Harvard technically cancels the credentials of any student who departs campus, whether by graduating or through expulsion, The New York Times reports. That means the Trump administration’s inquiry could apply to nearly all of them.
The Backdrop
The foreign-funds investigation is the administration’s latest salvo against Harvard since Alan M. Garber, its president, said on Monday that the university would not meet a lengthy list of demands that would have given the government enormous power over the campus. The administration has frozen more than $2 billion in federal funding, asked the Internal Revenue Service to revoke Harvard’s tax-exempt status, and threatened to block it from enrolling international students.

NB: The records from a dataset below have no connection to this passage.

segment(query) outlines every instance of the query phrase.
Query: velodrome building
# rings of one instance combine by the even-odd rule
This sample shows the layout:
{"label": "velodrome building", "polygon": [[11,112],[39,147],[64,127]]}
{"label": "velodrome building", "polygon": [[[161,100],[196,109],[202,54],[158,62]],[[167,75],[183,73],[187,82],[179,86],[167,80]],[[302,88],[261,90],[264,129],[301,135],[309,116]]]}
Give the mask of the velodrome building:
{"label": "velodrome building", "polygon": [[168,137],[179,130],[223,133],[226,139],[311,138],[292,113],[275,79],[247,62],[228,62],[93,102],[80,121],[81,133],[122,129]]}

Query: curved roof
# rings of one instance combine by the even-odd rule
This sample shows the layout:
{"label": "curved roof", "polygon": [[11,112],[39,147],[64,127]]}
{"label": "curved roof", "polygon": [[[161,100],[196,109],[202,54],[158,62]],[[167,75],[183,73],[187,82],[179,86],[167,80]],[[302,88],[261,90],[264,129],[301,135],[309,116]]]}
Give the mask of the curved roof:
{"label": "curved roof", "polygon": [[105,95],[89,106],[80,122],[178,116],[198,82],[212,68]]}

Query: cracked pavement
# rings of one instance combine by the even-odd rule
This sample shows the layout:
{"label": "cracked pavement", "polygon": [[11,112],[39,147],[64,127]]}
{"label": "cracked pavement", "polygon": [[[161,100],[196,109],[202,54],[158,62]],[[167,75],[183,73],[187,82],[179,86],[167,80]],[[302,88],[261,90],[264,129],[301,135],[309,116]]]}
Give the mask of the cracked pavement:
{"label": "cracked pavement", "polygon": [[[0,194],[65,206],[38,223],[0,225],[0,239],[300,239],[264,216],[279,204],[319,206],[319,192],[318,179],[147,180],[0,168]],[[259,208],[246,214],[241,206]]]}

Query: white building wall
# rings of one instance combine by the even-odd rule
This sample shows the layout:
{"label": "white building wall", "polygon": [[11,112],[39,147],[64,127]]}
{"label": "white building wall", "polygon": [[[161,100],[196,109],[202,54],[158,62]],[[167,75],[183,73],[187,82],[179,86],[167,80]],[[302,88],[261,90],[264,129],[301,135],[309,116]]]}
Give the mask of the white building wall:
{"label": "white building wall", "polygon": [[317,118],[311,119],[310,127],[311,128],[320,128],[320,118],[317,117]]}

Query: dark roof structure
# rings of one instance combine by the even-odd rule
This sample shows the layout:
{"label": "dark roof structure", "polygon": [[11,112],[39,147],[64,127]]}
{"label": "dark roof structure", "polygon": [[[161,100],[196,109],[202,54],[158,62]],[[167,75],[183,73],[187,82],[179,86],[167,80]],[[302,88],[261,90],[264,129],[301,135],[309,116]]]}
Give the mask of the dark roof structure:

The president’s campaign against Harvard is unprecedented, but probing foreign funding to elite colleges is a replay from his first term in office.
In addition to Harvard, Yale and Stanford Universities and the Massachusetts of Institute of Technology were among those subject to earlier investigations. Colleges were accepting too much money from overseas without implementing proper controls to prevent foreign influence or theft of intellectual property, the administration charged.
The Biden administration later wound down most of the inquiries. The Education Department notified Harvard of the conclusion of its investigation in late 2024.
The rules on foreign-funds disclosure, known as Section 117 for their place in the Higher Education Act, have been around since 1986 but were previously not enforced by the department. Since 2018, however, there has been a substantial increase in colleges complying with the reporting requirements, said Sarah Spreitzer, vice president for government relations at the American Council on Education. “Our schools have taken Section 117 very seriously.”
The Stakes
It’s too early to tell if the new investigation is part of the Trump administration’s “whole of government approach” to its clash with Harvard, Spreitzer said, or if it signals renewed scrutiny of foreign funds across higher education during the president’s second term.
Even while Trump was away from the White House, American colleges’ foreign ties have continued to come under examination by elected officials. Last month, the U.S. House of Representatives passed legislation to tighten reporting rules, and a similar bill has been introduced in the Senate. In 2022, Congress lowered disclosure requirements for institutions that get National Science Foundation funding.
Individual states have also moved to monitor or restrict foreign gifts and contracts, particularly from countries like China and Russia. Among the states to approve their own reporting rules are Florida and, most recently, Ohio.